Notre unique obligation, de ce temps, devrait être l’amour que nous secrétions vers notre culture.

Il y a un point de lieu dans notre conscience où nous devons

nous questionner de notre identité. Nous ne devons pas nous tonner l’esprit moyennant glorifier nos

femmes de connaissance, les situer de deux cent lieux de fécondation de nos hommes de lettre. Nous ne

devons notamment nous habituer de ces affreuses rivalités qui semblent nous extraire de notre

ravissante étreinte d’intelligence.

Pourquoi ne pas nous opposer à ces atroces attitudes : Apathiques, Irrationnels ! Qu’est donc devenu ce

sentiment culturel ? Pourquoi se retremper dans ce bain d’insensibilité qui nous oblige à rompre nos

vœux à cette belle et inhérente culture.

Nos femmes de lettre, poétesses, ont besoin d’être estimées et réconfortées, de recevoir autant de ces

attestations d’honneur que jouissent d’une façon narcissique les grands hommes de lettre. Pourquoi se

détacher de ces femmes de culture qui sont nos mamans, nos tantes, nos sœurs, nos cousines, nos

amies, qui nous faisaient tous des félicités et embellissent notre fierté. Cette situation devrait

formellement toucher à sa fin en altérant les flairs de cette hypocrisie encouragée et agrippée de

soutien dans cet entourage bizarre.

Pourquoi sont-elles toujours sujets aux aspirants défis ? Les situer vis-à -avis des décomptes, les exclus

de la marque des hommes créateurs ? Sans elles, rien ne s’accomplit. Leur présence ne devrait être

exhibée comme une récurrence parmi les grands hommes d’esprit qui se distinguent au premier

escabeau de la connaissance.

La question est quoi alors ? Ne sont-elles pas assez adéquates ?

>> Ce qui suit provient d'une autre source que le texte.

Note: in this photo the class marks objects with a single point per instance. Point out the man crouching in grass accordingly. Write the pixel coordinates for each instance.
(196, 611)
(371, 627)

Sont elles des apparues ? Devrions-nous continuer à les scruter par les épreuves de nos offusques ?

Aujourd’hui l’hypocrisie la plus commode, la plus funeste, continue à être en usage de première horde.

On ne rend pas un grand service à nos précieuses et honnêtes femmes créatrices. On cherche toujours à

désintégrer leur estime en les écartant d’une ardeur disgracieuse ce que je pourrais affubler comme une

tranchée de cœur.

Cette pâleur de préjudice qu’on porte à leur égard est l’alanguie des choses ! Nul ne voit saigner le

liquéfie de leur cœur. On les effleure de toutes les vassalités intellectuelles. Il parait que nous espérions

d’elles que la carence de leur intelligence. Que devenons-nous Dieu du ciel ? Vaine attitude adoptée,

stipulée d’un fait malheureux, d’une simultanéité déplaisante.

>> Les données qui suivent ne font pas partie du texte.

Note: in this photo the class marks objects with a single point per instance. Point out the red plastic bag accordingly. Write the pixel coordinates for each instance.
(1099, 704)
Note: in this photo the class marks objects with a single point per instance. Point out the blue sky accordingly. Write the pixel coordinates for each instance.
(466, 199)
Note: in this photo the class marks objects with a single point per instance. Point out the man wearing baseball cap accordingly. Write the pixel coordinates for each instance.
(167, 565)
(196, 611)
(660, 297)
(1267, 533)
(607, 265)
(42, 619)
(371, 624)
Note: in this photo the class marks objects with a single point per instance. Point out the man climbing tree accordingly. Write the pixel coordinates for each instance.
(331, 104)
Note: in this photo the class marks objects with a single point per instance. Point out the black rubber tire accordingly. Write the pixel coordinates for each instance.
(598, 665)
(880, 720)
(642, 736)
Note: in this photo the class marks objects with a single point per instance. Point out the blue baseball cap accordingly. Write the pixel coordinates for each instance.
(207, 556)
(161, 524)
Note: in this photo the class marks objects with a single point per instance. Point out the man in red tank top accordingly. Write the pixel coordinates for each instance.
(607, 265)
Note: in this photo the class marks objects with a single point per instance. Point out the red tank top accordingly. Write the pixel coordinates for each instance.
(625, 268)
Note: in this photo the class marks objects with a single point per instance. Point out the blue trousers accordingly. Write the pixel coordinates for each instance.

Dans le monde de lettre on ne pourrait avoir une culture formée d’une armée d’hommes.

Je pense aussi qu’il est temps de laisser un peu vacant l’esprit de ces grands hommes d’avant hier, de

penser à nous embraser de celles d’aujourd’hui qui feront germer le temps de leur savoir.

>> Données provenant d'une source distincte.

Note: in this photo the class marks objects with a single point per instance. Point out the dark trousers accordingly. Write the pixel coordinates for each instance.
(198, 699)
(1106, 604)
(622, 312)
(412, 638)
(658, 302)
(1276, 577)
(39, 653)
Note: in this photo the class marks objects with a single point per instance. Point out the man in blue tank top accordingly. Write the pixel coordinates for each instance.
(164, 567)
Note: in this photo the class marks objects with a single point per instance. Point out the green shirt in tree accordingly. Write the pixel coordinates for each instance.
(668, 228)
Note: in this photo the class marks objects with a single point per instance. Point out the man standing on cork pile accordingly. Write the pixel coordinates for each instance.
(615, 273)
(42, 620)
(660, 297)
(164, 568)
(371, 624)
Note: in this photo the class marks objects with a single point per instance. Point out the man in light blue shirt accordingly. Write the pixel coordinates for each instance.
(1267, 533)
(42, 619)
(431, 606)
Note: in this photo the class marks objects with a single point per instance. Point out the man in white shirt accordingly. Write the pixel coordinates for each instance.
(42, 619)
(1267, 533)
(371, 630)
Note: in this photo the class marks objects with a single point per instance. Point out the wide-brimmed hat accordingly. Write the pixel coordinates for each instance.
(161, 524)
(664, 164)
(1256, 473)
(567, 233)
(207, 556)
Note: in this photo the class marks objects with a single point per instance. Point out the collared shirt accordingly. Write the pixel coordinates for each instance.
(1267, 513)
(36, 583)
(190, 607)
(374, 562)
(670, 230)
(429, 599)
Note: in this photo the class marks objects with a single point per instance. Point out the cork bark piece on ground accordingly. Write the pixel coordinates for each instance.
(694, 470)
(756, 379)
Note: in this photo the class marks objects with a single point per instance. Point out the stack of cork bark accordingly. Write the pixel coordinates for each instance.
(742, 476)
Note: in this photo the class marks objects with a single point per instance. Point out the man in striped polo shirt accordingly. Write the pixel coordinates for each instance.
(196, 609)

Alors ! Pourquoi ne pas les citer en les situant aux faîtes des étendards ?

Ida Flaubert, Edwige Dandicat, Liliane Devieux- Dehoux, Marie Therese Colimon Hall, Jacqueline Beauge

Rousier , Mimi Barthélémy, Marie Célie Agnant ,Marie Sœurette Mathieu, Marie Vieux Chauvet, Rose

Marie Perrier, Émilie Prophète, Paulette Poujol Oriol, Annie Desroy, Denise Roy, Fine Faubert, Virginie

Sampeur, Cleante Degrave Valcin, Madeleine Gardiner, Yanick Jean, Yanick Lahens , Michaelle Lafontant

Medard, J J Dominique, Celie Diaquoi-Delandes.

Je dois aussi évoquer nos poétesses d’héritage !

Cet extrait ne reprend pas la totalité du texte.